O melhor diretor foi Charly Braun, por “Além da Estrada”. “Esse filme fala sobre delicadeza, ternura, sobre solidão, sobre encontros, e a coisa mais legal de ter feito foi ter encontrado tanta gente afetuosa, solidária, generosa que me ajudou”, disse o cineasta.

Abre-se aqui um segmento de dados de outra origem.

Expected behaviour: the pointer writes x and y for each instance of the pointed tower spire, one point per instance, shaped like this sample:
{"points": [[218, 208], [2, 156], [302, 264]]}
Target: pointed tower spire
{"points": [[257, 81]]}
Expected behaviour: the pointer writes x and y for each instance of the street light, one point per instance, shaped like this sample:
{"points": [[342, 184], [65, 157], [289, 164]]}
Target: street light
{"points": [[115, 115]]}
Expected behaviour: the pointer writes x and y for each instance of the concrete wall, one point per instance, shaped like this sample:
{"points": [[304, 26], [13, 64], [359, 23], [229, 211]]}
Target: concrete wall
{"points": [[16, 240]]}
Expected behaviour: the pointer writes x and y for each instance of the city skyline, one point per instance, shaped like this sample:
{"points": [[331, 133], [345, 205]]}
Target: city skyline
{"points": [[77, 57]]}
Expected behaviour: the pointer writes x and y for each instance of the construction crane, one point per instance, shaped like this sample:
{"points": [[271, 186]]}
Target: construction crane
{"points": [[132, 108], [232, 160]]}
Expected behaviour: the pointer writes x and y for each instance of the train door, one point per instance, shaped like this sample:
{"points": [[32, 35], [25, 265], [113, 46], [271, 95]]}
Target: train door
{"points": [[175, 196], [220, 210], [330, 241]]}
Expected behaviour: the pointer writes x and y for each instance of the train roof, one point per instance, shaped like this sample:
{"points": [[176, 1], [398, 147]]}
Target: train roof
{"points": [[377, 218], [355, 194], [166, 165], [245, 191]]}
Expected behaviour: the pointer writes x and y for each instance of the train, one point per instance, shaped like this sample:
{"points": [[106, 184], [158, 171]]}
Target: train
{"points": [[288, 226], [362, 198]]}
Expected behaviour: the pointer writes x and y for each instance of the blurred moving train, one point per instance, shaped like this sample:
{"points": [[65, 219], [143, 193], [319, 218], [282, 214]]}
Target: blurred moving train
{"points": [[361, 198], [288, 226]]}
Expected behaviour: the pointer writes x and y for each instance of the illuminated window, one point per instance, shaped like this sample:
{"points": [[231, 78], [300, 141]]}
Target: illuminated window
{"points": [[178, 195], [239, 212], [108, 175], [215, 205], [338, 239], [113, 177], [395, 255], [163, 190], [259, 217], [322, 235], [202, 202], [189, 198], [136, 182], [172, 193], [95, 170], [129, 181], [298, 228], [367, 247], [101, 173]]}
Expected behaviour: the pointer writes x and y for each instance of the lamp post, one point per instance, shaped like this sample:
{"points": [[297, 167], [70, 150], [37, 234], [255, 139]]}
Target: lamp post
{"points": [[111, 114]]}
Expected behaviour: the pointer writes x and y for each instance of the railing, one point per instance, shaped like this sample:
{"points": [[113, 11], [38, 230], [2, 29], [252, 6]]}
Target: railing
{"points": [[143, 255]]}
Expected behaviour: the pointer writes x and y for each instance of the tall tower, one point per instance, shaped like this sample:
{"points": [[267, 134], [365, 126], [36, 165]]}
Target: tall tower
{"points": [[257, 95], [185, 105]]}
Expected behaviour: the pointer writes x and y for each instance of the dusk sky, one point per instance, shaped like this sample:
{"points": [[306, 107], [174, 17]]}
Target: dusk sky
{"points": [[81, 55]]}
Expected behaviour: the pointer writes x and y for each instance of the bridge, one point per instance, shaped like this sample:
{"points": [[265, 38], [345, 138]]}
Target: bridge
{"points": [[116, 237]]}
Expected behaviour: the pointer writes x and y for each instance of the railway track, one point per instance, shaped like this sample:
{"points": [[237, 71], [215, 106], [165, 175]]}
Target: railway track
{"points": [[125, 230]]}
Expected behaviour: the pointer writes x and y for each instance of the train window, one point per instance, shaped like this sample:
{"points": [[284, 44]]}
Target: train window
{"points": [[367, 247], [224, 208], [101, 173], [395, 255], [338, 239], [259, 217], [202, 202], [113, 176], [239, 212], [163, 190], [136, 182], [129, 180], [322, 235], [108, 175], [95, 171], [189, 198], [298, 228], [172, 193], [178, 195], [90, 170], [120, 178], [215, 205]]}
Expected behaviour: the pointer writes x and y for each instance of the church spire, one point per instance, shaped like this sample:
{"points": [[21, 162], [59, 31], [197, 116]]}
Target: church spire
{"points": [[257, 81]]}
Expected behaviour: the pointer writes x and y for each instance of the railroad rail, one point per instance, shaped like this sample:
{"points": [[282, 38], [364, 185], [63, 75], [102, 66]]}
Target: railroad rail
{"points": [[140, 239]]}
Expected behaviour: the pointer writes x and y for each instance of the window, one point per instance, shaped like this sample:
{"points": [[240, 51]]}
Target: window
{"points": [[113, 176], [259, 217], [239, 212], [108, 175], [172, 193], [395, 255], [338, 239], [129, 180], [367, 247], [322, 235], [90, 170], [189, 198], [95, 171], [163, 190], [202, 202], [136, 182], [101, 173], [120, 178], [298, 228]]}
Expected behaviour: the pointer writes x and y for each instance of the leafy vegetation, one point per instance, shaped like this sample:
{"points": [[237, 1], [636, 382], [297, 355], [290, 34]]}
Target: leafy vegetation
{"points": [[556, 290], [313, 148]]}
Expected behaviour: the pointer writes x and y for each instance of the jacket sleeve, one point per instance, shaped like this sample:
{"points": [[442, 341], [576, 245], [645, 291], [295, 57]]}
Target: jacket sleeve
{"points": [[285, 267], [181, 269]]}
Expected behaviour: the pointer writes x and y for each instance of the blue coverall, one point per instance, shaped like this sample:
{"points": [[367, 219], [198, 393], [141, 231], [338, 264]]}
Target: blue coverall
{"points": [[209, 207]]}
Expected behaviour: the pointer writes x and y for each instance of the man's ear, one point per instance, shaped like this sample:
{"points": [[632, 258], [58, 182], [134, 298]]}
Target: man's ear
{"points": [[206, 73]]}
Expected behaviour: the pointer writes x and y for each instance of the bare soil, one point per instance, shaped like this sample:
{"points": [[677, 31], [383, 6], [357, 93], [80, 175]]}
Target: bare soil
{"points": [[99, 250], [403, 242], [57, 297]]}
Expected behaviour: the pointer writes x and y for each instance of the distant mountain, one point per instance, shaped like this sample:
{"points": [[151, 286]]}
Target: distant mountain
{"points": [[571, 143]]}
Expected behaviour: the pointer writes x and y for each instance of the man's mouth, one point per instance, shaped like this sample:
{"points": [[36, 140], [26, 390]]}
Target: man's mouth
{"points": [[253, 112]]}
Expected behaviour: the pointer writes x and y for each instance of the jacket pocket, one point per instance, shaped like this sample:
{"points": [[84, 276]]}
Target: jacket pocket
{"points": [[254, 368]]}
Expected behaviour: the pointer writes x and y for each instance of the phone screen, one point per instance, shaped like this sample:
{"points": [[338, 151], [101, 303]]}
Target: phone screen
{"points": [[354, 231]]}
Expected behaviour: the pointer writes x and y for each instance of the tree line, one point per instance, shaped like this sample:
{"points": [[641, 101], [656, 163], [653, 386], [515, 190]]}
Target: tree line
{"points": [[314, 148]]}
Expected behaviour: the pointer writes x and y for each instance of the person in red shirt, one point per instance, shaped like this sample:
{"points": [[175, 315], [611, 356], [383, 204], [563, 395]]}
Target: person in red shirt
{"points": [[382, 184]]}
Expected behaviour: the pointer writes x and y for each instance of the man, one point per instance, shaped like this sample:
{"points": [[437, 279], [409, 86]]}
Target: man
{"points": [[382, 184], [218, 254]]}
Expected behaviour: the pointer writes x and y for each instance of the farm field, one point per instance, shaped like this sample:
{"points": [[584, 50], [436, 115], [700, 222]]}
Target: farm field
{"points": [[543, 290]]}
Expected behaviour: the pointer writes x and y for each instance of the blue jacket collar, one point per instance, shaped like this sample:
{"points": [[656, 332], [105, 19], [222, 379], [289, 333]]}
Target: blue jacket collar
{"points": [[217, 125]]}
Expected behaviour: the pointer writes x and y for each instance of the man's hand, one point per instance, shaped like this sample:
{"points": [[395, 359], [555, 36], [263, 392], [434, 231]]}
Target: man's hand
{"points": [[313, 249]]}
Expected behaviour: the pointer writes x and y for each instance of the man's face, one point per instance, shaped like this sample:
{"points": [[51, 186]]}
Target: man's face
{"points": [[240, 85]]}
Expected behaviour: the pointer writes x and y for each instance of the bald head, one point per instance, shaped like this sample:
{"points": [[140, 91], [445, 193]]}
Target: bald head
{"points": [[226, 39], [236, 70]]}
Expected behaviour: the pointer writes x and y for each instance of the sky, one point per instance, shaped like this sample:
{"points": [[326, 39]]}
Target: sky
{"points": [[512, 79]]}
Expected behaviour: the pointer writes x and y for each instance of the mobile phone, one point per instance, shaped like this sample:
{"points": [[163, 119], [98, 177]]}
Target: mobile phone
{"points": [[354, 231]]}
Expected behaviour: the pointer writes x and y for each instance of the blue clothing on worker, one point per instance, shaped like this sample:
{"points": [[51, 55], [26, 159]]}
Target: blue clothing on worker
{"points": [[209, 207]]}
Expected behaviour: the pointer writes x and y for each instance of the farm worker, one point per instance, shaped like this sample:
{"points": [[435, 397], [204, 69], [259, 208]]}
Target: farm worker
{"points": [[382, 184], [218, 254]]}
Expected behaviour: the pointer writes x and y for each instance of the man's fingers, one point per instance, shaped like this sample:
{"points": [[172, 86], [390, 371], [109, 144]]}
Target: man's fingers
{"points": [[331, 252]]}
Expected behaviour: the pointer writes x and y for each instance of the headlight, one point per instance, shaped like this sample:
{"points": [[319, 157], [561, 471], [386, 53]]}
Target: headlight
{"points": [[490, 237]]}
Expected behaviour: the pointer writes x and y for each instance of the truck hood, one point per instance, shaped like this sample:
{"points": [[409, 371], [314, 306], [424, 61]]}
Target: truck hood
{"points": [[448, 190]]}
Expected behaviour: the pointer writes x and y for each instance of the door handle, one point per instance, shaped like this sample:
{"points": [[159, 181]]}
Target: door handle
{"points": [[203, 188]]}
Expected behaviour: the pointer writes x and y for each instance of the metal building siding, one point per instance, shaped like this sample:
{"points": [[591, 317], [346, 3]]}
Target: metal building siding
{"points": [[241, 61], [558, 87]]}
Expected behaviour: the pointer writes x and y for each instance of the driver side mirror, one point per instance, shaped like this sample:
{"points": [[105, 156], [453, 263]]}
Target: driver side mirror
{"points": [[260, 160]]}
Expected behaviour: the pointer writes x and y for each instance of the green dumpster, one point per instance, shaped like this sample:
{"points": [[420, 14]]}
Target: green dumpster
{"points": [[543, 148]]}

Wagner Moura ganhou o troféu Redentor de melhor ator por seu trabalho em “VIPs”, de Toniko Melo. O ator não compareceu porque estava em Paulínia no lançamento oficial de “Tropa de Elite” 2, de José Padilha. Karine Teles, de “Riscado”, dirigido por Gustavo Pizzi, foi escolhida a melhor atriz. “Na verdade não tenho a menor ideia do que dizer aqui em cima. Queria agradecer ao Gustavo, você é um grande diretor... É verdade, gente, não é porque é meu marido, não.” O Redentor de melhor atriz coadjuvante foi para Gisele Fróes por “VIPs”. “Uma vez eu ganhei um prêmio de melhor atriz e botei a língua pra fora, minha mãe ficou muito zangada. Eu dedico esse prêmio a meu pai e a minha mãe.” Jorge D’Elia venceu na categoria melhor ator coadjuvante, também por “VIPs”. O diretor do filme, Toniko Melo, recebeu o troféu pelo ator argentino.

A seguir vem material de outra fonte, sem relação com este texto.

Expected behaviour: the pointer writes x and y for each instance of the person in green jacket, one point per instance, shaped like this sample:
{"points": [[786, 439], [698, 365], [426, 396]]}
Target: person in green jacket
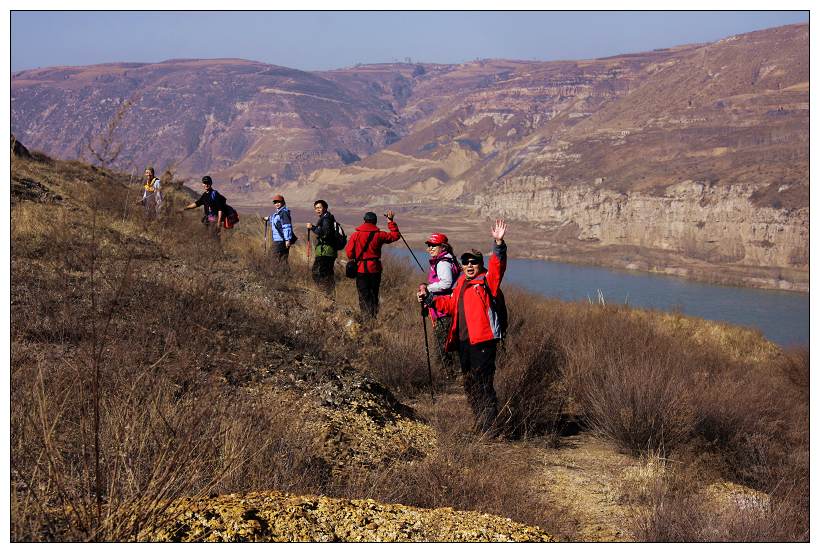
{"points": [[325, 253]]}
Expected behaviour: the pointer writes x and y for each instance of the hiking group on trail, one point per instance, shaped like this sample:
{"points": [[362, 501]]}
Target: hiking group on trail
{"points": [[281, 233], [478, 323], [463, 301], [151, 195]]}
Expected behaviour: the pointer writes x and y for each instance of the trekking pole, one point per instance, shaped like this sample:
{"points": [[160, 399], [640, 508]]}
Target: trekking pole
{"points": [[427, 348]]}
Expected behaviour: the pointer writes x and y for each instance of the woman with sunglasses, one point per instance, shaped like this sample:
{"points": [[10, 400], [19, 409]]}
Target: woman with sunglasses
{"points": [[444, 271]]}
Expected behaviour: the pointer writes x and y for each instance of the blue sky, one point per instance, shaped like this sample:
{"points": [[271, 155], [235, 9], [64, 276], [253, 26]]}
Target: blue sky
{"points": [[327, 40]]}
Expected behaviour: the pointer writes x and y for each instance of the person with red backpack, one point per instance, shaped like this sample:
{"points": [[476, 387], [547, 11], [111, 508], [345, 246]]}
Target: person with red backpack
{"points": [[442, 276], [364, 249], [214, 204], [479, 316]]}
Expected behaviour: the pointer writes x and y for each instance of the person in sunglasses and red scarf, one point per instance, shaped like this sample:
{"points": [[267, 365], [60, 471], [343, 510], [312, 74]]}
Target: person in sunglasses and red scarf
{"points": [[477, 325]]}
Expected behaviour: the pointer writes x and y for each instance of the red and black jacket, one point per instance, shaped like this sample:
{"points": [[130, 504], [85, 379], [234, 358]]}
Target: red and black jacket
{"points": [[482, 322]]}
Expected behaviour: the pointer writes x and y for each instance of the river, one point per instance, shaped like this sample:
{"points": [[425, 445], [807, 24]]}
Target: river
{"points": [[783, 317]]}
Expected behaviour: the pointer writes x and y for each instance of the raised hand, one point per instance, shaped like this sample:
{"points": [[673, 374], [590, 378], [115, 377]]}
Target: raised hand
{"points": [[498, 230]]}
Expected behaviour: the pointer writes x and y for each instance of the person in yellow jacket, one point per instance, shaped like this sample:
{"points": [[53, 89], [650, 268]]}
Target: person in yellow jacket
{"points": [[151, 194]]}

O Prêmio Especial do Júri foi para “Geral”, de Anna Azevedo. “É uma grande surpresa, porque o “Geral” é um curta, não estou entendendo nada”, disse a diretora, que dedicou o troféu à mãe.
Marcelo Laffitte levou o troféu de melhor roteiro pelo filme “Elvis e Madona”, também dirigido por ele. “Realmente estou muito surpreso. Nós três estamos muito felizes”, disse, referindo-se à mulher, grávida.

A melhor montagem foi de Vânia Debs, pelo filme “Boca do Lixo”. Houve uma confusão nessa categoria. Foi anunciado que Vânia Debs tinha vencido pelo filme “VIPs”. Os diretores dos dois filmes levantaram-se para receber o troféu, até que foi esclarecido que a vencedora era mesmo Vânia Debs, e portanto, pelo filme “Boca do Lixo”. A melhor fotografia foi de Adrian Teijido, também por “Boca do Lixo”.

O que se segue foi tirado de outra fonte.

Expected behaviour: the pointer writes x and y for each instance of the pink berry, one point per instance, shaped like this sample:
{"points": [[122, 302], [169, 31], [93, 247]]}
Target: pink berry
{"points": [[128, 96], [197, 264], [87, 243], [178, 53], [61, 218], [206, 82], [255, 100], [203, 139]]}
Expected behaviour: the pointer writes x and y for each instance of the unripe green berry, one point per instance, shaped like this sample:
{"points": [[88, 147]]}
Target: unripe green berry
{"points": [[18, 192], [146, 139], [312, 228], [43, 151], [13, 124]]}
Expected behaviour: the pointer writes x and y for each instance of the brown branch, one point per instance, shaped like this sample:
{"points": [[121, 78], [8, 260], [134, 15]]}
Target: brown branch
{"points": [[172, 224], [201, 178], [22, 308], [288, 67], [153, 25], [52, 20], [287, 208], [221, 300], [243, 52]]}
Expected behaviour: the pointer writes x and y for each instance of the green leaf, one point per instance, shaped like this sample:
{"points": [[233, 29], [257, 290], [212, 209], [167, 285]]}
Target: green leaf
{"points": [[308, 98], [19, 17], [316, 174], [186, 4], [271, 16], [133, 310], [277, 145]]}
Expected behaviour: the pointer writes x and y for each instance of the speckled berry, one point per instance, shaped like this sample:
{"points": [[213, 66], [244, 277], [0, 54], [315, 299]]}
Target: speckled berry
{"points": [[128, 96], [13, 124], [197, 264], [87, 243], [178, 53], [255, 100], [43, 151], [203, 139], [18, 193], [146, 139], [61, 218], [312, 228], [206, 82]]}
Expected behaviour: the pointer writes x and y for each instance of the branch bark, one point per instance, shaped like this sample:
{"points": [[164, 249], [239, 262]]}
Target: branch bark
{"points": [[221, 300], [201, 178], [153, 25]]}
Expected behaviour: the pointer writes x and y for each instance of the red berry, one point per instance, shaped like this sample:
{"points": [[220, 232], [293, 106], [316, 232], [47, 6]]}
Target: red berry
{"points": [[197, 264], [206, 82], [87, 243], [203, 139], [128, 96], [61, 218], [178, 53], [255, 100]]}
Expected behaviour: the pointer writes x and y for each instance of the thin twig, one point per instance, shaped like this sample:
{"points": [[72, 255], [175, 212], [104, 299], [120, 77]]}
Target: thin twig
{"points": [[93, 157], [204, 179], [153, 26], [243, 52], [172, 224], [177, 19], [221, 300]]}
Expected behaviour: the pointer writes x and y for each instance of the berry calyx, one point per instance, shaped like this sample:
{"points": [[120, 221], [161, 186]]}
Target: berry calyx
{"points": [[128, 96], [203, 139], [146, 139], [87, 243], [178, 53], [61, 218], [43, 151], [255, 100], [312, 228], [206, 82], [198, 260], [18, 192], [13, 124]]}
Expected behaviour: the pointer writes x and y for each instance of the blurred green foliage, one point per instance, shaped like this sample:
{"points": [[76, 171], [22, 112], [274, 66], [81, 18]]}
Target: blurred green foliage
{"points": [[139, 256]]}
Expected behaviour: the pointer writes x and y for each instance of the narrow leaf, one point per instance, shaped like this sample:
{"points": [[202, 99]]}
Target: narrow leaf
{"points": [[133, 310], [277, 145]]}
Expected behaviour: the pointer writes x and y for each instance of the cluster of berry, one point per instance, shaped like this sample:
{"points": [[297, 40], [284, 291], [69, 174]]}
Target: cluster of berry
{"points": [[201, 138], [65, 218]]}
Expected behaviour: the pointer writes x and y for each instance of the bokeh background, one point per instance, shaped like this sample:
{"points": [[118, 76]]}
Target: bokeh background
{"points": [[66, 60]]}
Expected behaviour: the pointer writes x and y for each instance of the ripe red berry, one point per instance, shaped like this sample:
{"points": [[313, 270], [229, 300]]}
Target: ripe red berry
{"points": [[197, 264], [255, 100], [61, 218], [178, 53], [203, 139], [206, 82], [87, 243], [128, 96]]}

“Diário de uma Busca”, de Flavia Castro, levou o troféu Redentor de documentário. “Estou super emocionada de receber esse prêmio hoje”, disse a diretora. Segundo o voto popular, o melhor documentário foi “Positivas”, de Susanna Lira.

“Vento”, de Marcio Salem, foi eleito o melhor curta-metragem. O júri popular escolheu “Um Outro Ensaio”, de Natara Ney, nessa categoria. Os vencedores do prêmio Porta-Curtas foram “Dois Mundos”, de Thereza Jessouroun, e “Simpatia do Limão”, de Miguel de Oliveira.

A associação de críticos internacionais Fripesci concedeu o prêmio da Premiere Latina para “Diário de uma Busca”, de Flavia Castro. O vencedor da mostra Novos Rumos foi “Paranã-puca”, de Jura Capela.